Il est déplorable que le nouveau Ministre autoproclamé de la Justice ou des Droits de l’Homme nommé Charles Konan Banny n’avait rien trouvé à dire lorsque les miliciens et mercenaires pro-Gbagbo avaient massacré des civils et des militaires à l’Ouest, dont sept (07) casques bleus nigériens de l’Onuci. Ni message de condamnation de ce lâche assassinat, ni message de compassion à macabre et douloureuse condition. Dès lors, Charles Konan Banny peut-il reprocher à quelqu’un de voir dans son indignation à géométrie variable un parti pris flagrant en faveur du camp Gbagbo?

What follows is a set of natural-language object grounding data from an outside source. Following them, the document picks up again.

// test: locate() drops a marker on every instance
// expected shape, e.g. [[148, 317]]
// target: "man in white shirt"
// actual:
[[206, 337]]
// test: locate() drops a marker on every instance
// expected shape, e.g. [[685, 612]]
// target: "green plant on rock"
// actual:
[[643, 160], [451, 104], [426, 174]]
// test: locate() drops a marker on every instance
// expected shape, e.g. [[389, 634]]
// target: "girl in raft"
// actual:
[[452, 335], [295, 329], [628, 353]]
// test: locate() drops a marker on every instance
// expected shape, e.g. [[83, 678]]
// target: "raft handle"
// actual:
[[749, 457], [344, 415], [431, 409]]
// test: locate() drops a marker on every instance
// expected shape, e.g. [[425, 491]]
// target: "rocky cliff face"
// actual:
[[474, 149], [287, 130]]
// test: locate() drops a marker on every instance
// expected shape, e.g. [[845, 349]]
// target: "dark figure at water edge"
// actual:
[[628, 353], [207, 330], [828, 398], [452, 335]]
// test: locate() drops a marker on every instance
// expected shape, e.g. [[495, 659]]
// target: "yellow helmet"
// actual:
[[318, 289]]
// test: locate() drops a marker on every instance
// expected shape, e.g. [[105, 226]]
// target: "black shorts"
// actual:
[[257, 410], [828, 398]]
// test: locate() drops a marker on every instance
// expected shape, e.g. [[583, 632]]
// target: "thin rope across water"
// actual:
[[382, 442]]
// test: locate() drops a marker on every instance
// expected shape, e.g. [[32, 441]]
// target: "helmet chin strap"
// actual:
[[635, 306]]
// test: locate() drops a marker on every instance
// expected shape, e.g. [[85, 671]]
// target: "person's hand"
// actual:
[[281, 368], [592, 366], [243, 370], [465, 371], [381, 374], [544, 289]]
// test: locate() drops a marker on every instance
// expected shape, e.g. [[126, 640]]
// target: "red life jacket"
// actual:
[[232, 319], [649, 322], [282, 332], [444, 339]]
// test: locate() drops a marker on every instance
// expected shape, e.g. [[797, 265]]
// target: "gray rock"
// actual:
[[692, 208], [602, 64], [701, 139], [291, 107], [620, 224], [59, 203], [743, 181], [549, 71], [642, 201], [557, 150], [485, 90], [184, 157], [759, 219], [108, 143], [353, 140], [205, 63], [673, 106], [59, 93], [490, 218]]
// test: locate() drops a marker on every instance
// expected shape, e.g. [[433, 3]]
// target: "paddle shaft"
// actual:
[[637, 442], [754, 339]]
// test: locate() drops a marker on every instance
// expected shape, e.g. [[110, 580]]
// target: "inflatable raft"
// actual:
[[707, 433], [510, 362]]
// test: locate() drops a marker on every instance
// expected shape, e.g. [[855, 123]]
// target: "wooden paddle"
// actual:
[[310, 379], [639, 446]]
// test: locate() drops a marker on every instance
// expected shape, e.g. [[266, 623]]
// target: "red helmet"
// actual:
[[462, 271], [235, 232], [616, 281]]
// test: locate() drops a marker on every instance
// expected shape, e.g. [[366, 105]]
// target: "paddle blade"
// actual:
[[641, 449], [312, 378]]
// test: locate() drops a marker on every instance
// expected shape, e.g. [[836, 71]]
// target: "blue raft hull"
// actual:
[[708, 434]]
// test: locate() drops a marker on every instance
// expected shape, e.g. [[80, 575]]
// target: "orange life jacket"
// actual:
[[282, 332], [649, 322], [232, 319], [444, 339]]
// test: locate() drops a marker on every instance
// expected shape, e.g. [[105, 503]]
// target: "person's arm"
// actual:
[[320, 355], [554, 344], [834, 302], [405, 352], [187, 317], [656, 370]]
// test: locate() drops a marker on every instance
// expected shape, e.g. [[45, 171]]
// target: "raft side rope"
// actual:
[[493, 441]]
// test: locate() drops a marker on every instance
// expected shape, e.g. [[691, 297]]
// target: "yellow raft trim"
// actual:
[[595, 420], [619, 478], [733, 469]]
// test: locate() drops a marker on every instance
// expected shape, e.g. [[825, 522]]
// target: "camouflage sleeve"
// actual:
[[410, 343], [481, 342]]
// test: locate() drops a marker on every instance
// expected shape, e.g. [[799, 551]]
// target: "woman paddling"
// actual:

Restaurer les maisons des exilés FPI pillées pendant la guerre post électorale? Se plaindre parce que des membres de l’ex galaxie patriotique ont été interpellés? Bizarre, bizarre! Et si cette sortie de Banny via Karim Ouattara n’était qu’une façon d’empêcher que son …neveu ne soit capturé là où il se croit planqué ? Et si Banny cherchait à se montrer aimable à l’égard du FPI dans l’espoir que ce parti s’en souvienne lorsqu’il sera candidat à la Présidence de la République, son agenda de moins en moins caché? Ça s’appelle un investissement à terme. Et l’ancien banquier central sait ce que signifie ce mot.